Any practice exercises for beginner???

DaveMoore djmoore at uh.edu
Thu Feb 1 00:39:12 CET 2001


On Wed, 31 Jan 2001 21:36:22 GMT, "shaka" <fabrice.n at home.com> wrote:
>
> I was just wondering beside the tutorial if there was any practice
>exercises to reinforce beginners strength in python?
>I can recall that when learning Java, some Java website offered some
>exercises for beginners.
>
First of all, check out the Useless Python Page:
<http://www.lowerstandard.com/python/pythonsource.html>.
Download and run the code, see what it does, then try to duplicate it.

There is a link there to the Association for Computing Machinery
Collegiate Programming Contest Problem Set Archive, but it's
been updated:
http://acm.uva.es/problemset/
(Note that contest entries must be in C/C++ or Pascal.)
(Great Grotty Ghu, this thing has an automated on-line
judge! I bet that's a pretty piece of code!)

Here's a problem I recently had fun with:

Many of the Win32 Network Resource enumeration tools return a list of 
dictionaries:
[{'name':'comp1','comment':'room 100','type':WKSTATION},
 {'name':'comp2','comment':'room 101','type':SERVER}]

Try converting this to a dictionary of lists:
{'comp1':['room100',WKSTATION],'comp2':['room 101',SERVER]}

(Typed by hand, hope I got the punctuation right.)

Now step through the dictionary, printing out the characteristics
associated with each computer in a neatly-formatted table.

Hm, didn't come out in order, did it? Fix that.

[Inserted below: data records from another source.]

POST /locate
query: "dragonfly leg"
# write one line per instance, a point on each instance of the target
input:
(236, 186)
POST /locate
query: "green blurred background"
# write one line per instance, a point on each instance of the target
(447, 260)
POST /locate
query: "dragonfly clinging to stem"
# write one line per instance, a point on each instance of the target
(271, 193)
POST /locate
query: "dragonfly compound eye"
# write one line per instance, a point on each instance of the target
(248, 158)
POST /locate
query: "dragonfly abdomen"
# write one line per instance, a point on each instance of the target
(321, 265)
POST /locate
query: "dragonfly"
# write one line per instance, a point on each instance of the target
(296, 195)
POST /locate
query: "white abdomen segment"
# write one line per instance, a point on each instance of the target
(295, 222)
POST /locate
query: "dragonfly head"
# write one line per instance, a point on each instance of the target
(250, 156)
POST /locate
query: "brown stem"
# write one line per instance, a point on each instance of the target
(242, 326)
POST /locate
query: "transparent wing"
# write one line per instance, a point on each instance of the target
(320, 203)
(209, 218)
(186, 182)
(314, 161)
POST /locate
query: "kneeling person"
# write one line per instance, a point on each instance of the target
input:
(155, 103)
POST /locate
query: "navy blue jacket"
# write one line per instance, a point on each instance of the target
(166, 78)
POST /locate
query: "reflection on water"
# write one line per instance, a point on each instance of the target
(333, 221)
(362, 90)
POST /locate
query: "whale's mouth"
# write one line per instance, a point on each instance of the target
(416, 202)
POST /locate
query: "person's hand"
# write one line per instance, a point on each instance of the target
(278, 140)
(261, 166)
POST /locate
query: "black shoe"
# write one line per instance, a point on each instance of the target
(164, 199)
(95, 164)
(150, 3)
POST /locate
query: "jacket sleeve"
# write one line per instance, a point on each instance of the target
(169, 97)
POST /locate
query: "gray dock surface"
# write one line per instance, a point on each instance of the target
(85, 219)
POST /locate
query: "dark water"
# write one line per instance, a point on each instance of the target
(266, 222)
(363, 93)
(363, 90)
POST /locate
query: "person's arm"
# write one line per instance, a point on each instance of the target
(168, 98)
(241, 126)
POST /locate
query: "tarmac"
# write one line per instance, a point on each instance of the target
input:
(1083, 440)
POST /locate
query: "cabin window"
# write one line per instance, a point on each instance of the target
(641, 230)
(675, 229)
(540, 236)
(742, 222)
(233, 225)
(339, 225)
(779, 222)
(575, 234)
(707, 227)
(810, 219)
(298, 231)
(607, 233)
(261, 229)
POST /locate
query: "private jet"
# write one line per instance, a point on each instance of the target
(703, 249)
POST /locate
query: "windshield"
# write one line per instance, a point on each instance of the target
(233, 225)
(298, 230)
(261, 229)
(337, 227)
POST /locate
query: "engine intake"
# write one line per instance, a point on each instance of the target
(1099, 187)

It's interesting to do this with a large (15-20 entries), sorted
list(the Win32 functions return a list sorted by computer name); if
you print the result dictionary out as each entry is added, you can
watch the dictionary reorganize itself as it grows.

(This is as far as I got, I'm interested in the enumerated resources,
and this turns out not to be the best way to do what I want. But it
was an educational exercise.)

If you have a lot of time to waste, er, invest, write a wrapper that
solicits input to fill the source list, and then lets you search the
resulting dictionary for a particular entry. Duplicates of
already-existing entries should be handled gracefully. If you're
really ambitious, provide a mechanism to edit and delete entries as
well.

OK, now re-write the interface so it uses Tk/Tcl dialogs instead of a
text-based interface.

-- 
Dave Moore == djmoore at uh.edu == I speak for me.
In the wrong hands, sanity is a dangerous weapon.